From Moths to Math: Understanding Genetic Variation with Hardy–Weinberg Principle
Author: waiGuru Muriuki
When you look at a forest filled with moths, flies, or any other familiar species, it is tempting to think that all individuals are more or less the same. Yet beneath the surface, populations contain a hidden wealth of genetic variation. This variation, expressed as different versions of genes called alleles, is the essential fuel of evolution. Population genetics is the field of biology that studies how this variation is structured and how it changes over time.
At the foundation of population genetics are a few simple but powerful definitions. A locus is the position of a gene or DNA sequence on a chromosome, much like an address on a street. An allele is a variant of that gene, and an individual’s genotype is simply the pair of alleles it carries at a particular locus. Collectively, the alleles of all individuals in a population make up the gene pool, the raw material upon which evolutionary forces act.
One of the most famous illustrations of these concepts comes from the story of the peppered moth (Biston betularia) in England. Before the Industrial Revolution, most moths were light-colored, blending in with lichen-covered tree trunks. A darker form existed, but it was rare because predators could easily spot it against pale bark. With the rise of factories and the soot that coated trees, the tables turned: dark moths became camouflaged while light moths stood out. As a result, the frequency of the dark allele rose dramatically. Later, when pollution controls restored clean trees and lichens, the light form returned to dominance. This tale demonstrates how allele frequencies can shift visibly in response to environmental change, making evolution observable within human history.

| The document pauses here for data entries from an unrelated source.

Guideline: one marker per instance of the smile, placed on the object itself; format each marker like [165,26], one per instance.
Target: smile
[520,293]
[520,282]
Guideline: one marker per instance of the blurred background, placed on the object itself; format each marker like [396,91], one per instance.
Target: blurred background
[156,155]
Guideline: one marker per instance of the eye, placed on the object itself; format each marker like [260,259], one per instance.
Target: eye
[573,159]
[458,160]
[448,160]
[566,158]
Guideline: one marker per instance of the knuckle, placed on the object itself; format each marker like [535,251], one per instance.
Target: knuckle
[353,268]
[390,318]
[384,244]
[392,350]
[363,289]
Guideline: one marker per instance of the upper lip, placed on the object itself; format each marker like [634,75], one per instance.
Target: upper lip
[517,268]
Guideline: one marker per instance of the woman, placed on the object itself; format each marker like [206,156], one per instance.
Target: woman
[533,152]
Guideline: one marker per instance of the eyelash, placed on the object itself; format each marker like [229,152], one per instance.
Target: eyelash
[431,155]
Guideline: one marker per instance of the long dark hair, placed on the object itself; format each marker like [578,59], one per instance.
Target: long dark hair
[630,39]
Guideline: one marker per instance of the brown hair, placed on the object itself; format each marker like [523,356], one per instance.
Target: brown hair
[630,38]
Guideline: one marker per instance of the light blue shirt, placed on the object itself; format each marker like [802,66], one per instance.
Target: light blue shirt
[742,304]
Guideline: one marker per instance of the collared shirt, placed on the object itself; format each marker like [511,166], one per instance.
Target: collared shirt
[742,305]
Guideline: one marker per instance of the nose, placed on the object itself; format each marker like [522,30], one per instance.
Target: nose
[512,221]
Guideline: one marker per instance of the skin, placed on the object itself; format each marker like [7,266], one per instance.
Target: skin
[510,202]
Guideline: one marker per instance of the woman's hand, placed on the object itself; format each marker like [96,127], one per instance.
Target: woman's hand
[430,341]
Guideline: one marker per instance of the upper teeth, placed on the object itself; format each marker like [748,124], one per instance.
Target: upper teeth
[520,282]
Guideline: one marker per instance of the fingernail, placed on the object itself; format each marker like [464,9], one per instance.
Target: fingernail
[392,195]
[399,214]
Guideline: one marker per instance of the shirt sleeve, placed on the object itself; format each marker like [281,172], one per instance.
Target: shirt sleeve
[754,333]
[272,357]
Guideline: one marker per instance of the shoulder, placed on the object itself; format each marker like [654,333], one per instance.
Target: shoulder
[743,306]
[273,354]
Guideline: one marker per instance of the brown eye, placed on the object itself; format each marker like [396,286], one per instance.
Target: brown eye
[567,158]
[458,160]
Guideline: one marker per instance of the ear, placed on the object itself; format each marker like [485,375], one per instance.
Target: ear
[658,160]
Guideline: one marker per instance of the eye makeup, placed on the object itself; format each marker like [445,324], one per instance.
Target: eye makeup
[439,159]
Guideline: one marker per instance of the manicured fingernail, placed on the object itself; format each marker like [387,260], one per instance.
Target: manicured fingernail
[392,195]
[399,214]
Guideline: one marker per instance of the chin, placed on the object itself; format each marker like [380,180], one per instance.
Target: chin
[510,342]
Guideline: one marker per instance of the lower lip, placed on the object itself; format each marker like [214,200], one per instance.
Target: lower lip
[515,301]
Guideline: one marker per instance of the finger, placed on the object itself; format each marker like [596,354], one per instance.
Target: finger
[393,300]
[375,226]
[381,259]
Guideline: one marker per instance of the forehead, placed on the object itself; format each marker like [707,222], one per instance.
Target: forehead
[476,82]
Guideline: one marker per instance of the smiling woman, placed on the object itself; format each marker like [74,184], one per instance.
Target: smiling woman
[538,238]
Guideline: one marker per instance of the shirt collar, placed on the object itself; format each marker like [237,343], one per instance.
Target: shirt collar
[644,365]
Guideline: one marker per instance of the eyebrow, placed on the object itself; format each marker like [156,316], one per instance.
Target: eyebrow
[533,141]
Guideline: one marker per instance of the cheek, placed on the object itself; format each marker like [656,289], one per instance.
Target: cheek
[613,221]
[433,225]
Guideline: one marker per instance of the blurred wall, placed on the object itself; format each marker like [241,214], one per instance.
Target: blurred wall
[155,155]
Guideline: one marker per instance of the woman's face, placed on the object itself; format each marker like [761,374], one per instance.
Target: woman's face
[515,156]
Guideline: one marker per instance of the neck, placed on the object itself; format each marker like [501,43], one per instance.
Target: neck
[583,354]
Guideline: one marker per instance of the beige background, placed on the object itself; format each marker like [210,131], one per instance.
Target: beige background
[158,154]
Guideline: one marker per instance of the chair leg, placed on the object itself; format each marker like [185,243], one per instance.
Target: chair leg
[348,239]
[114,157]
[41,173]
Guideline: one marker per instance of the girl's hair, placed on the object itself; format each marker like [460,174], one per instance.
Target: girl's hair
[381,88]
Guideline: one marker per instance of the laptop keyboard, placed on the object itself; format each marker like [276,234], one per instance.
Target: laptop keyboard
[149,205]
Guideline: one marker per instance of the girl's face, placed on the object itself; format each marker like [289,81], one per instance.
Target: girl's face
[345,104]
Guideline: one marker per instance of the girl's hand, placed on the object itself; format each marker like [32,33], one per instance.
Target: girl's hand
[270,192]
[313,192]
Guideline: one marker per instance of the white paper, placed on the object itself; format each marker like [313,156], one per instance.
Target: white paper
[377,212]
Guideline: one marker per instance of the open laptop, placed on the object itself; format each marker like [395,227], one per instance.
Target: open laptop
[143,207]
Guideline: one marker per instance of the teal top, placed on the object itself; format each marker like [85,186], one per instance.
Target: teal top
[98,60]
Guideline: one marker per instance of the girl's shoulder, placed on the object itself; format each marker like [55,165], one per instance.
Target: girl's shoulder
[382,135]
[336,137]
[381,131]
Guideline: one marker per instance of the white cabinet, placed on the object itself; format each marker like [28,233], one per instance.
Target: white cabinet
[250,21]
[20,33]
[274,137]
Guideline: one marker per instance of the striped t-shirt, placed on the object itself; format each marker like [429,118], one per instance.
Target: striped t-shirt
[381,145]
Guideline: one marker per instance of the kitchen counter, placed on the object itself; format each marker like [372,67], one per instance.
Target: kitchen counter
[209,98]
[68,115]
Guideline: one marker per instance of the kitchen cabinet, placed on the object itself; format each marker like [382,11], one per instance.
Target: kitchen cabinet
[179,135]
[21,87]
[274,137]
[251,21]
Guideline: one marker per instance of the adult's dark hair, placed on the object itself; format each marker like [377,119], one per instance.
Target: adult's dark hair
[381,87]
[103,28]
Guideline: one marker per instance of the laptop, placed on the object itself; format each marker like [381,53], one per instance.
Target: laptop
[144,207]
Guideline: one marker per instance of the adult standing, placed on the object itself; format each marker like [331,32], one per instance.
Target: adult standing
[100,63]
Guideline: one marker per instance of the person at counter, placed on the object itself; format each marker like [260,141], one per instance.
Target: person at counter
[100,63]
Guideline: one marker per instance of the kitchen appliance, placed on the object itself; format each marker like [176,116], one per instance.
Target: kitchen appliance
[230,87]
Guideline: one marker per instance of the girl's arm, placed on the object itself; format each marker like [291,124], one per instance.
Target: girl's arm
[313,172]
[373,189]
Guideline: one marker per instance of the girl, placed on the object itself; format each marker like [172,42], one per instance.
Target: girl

To study such changes scientifically, geneticists need a baseline — a model of what populations look like in the absence of evolutionary forces. This is the role of the Hardy–Weinberg principle, which states that if mating is random, populations are infinitely large, and there is no mutation, migration, or selection, then allele and genotype frequencies remain stable over generations. For two alleles, A and a, with frequencies p and q, the Hardy–Weinberg equilibrium predicts that genotypes will occur in the proportions p² for AA, 2pq for Aa, and q² for aa. These proportions serve as a “yardstick” for measuring whether real populations are in equilibrium or whether forces like selection or migration are shifting the genetic makeup.
A simple worked example shows how this is applied. Suppose we collect 100 moths and find 40 AA homozygotes, 40 Aa heterozygotes, and 20 aa homozygotes. The first step is to estimate allele frequencies. Each AA carries two copies of A, each Aa carries one, and each aa carries none. Thus the frequency of A is (2×40 + 40) / 200 = 0.6, while the frequency of a is 0.4. Under Hardy–Weinberg expectations, we would predict 36 AA, 48 Aa, and 16 aa. Comparing these expected numbers to the observed counts reveals small discrepancies. To test whether they are meaningful, we calculate a chi-square statistic: (40–36)²/36 + (40–48)²/48 + (20–16)²/16 = 2.78. With one degree of freedom, this falls below the critical value of 3.841 at the 5% level. In other words, the population does not significantly deviate from Hardy–Weinberg equilibrium, even though it shows a slight shortage of heterozygotes.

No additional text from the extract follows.